Priti Patel: Good Thing She’s Gone

Priti Patel: Good Thing She’s Gone

I am sure that Theresa May could not wait for last Friday to arrive, after losing two cabinet members, marking a catastrophic week for her Conservative government. Damian Green, the First Secretary of State, was suspended after allegations of sexual harassment and then Priti Patel, the now ex-International Development Secretary, decided to ‘resign’ (which translates as an ultimatum from May) after her secret meetings in Israel were revealed.

In August, whilst supposedly on holiday in Israel, Patel enacted her own freelance foreign policy by holding twelve separate meetings with Israeli leaders and officials, and visiting the illegally occupied Golan Heights, not recognised by the UK government. These meetings took place without a civil servant being present, an essential requirement for a legitimate political meeting, and Patel failed to inform Theresa May, the Foreign Office or any other cabinet members.

The meetings with people such as the Israeli Prime Minister Benjamin Netanyahu and other Israeli politicians, were carried out as personal discussions with Patel representing her own interests and not those of the government. However, how she failed to understand that part in parcel of her role as cabinet member is an obligation to act on behalf of the government, and in turn the British public, in all engagements and decision she makes, is boggling. This time, it must have slipped Patel’s mind, and consequently lost her her job.

But what is most troubling about Patel is not to do with her pro Israel stance per se, but instead the increasing bias of the Department for International Development (DFID) towards support of Israel under Patel’s leadership and the impact this had on the Israeli-Palestinian peace process.

DFID has a long history of providing humanitarian and development funding to Palestinians, most often through Palestinian NGOs. Yet, under Patel’s influence, the department made the decision to cut £17 million to funding to Gaza, where economic conditions are considered to be dire. Even Israel’s military general in charge of civil affairs in the occupied territories, Yoav Mordechai, called for a new “Marshall Plan” in aid for Gaza, without which he suggested another war could well ensue.

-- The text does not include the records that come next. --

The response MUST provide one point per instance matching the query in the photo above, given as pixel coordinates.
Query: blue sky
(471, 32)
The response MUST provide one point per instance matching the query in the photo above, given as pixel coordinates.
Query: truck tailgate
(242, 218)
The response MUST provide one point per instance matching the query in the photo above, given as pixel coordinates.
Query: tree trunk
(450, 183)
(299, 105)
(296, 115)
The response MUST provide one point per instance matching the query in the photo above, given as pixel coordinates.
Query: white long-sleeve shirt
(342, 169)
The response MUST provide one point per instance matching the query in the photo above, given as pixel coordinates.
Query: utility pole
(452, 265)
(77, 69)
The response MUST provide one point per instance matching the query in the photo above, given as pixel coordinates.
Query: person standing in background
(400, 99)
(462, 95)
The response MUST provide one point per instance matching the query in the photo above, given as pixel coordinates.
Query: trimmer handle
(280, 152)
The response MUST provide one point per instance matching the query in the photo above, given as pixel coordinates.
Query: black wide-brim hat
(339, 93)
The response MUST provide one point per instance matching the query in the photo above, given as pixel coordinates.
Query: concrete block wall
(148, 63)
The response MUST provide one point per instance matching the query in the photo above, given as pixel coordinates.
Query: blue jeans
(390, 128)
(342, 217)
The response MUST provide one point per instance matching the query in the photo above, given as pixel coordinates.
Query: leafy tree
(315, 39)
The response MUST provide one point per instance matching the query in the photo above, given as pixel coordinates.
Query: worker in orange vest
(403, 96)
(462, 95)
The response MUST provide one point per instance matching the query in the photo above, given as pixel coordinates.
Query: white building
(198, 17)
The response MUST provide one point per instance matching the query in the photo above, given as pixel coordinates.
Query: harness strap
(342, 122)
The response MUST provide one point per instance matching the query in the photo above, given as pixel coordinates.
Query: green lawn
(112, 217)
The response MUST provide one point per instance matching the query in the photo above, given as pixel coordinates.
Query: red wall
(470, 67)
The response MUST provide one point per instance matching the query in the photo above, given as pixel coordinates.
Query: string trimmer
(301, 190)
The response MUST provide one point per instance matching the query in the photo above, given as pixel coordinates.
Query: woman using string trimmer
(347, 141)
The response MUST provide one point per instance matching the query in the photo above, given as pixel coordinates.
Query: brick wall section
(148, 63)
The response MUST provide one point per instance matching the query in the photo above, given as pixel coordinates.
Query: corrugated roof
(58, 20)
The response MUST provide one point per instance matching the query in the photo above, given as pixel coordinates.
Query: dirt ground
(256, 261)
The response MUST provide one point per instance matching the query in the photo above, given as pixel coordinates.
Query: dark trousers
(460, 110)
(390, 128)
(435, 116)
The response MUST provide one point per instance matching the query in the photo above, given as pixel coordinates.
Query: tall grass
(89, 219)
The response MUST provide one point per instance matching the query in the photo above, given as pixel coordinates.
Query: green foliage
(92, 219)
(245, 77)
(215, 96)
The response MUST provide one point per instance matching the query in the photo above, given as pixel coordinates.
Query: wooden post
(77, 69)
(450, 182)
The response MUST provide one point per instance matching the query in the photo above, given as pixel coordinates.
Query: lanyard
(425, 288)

It is clear that many issues are at play here. Firstly, Patel’s serious error in firstly conducting these meetings and then failing to inform the PM. Secondly, the impact of Patel’s leadership over DFID’s decision to remove funding for Palestinian NGOs and undermine Britain’s position in trying to support an Israeli-Palestinian peace process. Finally, the exposure of May’s weak government as during Patel’s secret meetings she offered British aid money to an Israeli army currently enforcing occupation of Palestinians, a decision that I am sure made Theresa May whince. It is highly likely that Patel did this because May’s career is a festering carcass, and she is among the many circling vultures.

If Britain is to help ease the conflict in Israel, then the role of DFID is vital and the loss of Patel is a positive move. Yet the question still remains as to how Patel’ successor, Penny Mordaunt, will distribute funding towards Palestinian NGOs, and whether her own personal beliefs become a dominant factor and threat to Britain’s position in the region.